Indeed, life isn't fair, and it never will be. But it's not impossible to make good choices, both vocational and financial, and to do the best you can with the talents you develop. This is as true today as it ever was in this country. But those who are looking to improve their chances will not find this book enlightening. On the contrary, they will probably find additional reasons to continue their self-pity. For those who want to achieve big things, they will find ways to be smart, positive, reliable, and highly productive employees or entrepreneurs. They will pursue financial education, shun credit card debt, and always save a part of their earnings. That's really the secret that eludes the author. I've seen it work again and again. It's not rocket science. This is the benefit of life experience. But since Kamenetz is young, idealistic, and mired in the victim mentality, she never mentions it. And, in a nutshell, this is why the book will fail to ignite the kind of activism the author intends and the results she so desperately desires.

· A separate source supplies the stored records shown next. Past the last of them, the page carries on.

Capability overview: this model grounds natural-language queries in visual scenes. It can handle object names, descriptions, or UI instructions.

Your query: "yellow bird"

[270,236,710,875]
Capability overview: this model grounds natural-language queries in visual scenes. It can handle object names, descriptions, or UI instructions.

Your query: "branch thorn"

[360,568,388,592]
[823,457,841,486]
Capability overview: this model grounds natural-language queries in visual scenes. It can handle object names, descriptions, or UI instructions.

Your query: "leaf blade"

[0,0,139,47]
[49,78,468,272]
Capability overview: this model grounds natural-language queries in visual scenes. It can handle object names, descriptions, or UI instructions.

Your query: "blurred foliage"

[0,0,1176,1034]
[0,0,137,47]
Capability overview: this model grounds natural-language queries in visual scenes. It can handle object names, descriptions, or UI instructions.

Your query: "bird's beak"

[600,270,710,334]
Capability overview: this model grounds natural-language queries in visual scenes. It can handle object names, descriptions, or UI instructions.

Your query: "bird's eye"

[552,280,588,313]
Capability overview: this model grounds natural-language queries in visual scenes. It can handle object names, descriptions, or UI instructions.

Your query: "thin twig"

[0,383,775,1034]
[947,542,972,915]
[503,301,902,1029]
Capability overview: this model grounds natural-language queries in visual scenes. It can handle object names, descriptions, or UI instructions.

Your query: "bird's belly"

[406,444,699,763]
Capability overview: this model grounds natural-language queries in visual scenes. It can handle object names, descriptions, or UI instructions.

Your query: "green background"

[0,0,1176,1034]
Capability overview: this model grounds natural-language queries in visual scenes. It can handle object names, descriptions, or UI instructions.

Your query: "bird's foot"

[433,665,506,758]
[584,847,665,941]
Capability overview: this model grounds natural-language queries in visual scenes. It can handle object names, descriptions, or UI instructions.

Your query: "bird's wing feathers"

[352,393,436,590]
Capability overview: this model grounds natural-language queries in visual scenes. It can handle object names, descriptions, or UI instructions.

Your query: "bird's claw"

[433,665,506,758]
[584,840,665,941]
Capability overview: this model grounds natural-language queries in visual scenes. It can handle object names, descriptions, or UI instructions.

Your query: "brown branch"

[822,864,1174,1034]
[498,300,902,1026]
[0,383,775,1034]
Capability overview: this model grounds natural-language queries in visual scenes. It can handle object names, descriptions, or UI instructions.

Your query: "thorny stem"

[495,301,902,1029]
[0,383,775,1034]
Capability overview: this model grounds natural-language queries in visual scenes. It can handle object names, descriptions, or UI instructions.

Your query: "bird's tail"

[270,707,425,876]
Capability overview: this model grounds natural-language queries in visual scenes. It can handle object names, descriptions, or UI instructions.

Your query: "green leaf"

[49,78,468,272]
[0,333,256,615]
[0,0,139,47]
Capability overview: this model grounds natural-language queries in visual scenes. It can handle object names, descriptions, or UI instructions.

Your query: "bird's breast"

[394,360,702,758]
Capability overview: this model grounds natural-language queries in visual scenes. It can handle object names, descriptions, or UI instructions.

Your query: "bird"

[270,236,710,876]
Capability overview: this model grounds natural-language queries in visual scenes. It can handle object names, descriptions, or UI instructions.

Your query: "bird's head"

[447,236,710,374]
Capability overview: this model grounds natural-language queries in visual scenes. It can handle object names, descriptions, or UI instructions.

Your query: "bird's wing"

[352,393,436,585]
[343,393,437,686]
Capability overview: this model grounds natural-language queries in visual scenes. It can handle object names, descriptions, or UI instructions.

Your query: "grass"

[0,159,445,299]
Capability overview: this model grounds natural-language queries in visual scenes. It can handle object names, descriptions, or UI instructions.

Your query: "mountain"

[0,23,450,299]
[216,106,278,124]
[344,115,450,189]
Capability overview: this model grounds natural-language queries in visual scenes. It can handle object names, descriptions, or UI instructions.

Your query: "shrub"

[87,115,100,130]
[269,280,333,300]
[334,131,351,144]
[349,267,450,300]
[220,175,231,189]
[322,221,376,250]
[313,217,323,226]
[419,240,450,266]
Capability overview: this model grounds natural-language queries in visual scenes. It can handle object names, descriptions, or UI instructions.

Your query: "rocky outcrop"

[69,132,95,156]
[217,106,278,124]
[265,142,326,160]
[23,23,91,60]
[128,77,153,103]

Miz Kamenetz of course comes from a privileged background. Her parents were professors, well connected in the publishing industry, and she went to Yale (!). On her website, she describes not making her credit card payments for 3 months, while on a trip to Europe. Making a few guesses about her age and the exchange rates in the last few years, I'd say that was a pretty unwise decision, even if it did net her a marriage proposal from a google employee, and an eventual position giving finance advice for Yahoo. It is also symptomatic of a privileged generation, whining, essentially about its good fortune. 30 years ago, only people like Kamenetz would have been able to go to Yale, get credit to buy very nice things they can't afford, and take ill considered trips to europe. I don't know which generation she's talking about which had it better than ours: any such generation I can think of had considerably less access to both college education, credit (which is, frankly, nice to have: beats taking out loans from the local fingerbreaker) and easy living. A book by a Marie Antoinette who is unacquainted with anything remotely resembling financial hardship adds absolutely nothing to the discussion.